The league's 21 patch deals in place last season generated $493 million worth of media awareness, according to valuation firm GumGum Sports. In general, GumGum found that around 75 percent of the value came from social media, versus 25 percent from TV broadcasts.
That's a good ratio for MLS, which attracts fewer viewers than the major U.S. sports leagues, but has a younger fan base that's more social-media focused. MLS sleeve patches will cost less than the NBA's (they're the same size), but the revenue can be a significant boost for the soccer clubs.
Derek Aframe, executive VP at the sports marketing firm Octagon, also believes patch revenue for the league's top teams could reach seven figures. He has worked with a number of MLS sponsors, including Home Depot and Johnson & Johnson.
"Being in that in-game environment, being part the action on the field, gives brands a premium experience," Aframe said. "And as international distribution increases for MLS, we think there's real value there in having that exposure."
The sponsor on the front of an MLS jersey is typically one of a team's biggest corporate partners. Those deals generally range from $2 million to $5 million annually. The Houston Dynamo are the only team in the league without a brand on the front of their shirts, and they'll need to sell the front space before they sell the sleeve, Stevenson said.

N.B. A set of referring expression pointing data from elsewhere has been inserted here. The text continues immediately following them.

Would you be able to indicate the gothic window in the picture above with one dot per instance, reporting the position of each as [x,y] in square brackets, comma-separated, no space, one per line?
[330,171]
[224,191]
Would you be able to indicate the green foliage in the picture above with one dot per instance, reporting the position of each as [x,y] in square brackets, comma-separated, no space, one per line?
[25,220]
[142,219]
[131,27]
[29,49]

MLS has 23 teams, with franchises in Miami, Nashville and Cincinnati set to debut by 2020. Commissioner Don Garber, whose stated goal is to have MLS among the world's top leagues by 2022, has said further expansion will follow.
Owners in other major U.S. leagues have discussed opening jersey space to advertising. Major League Baseball has allowed uniform ads during some games overseas, and some National Football League teams have had ads on their practice jerseys.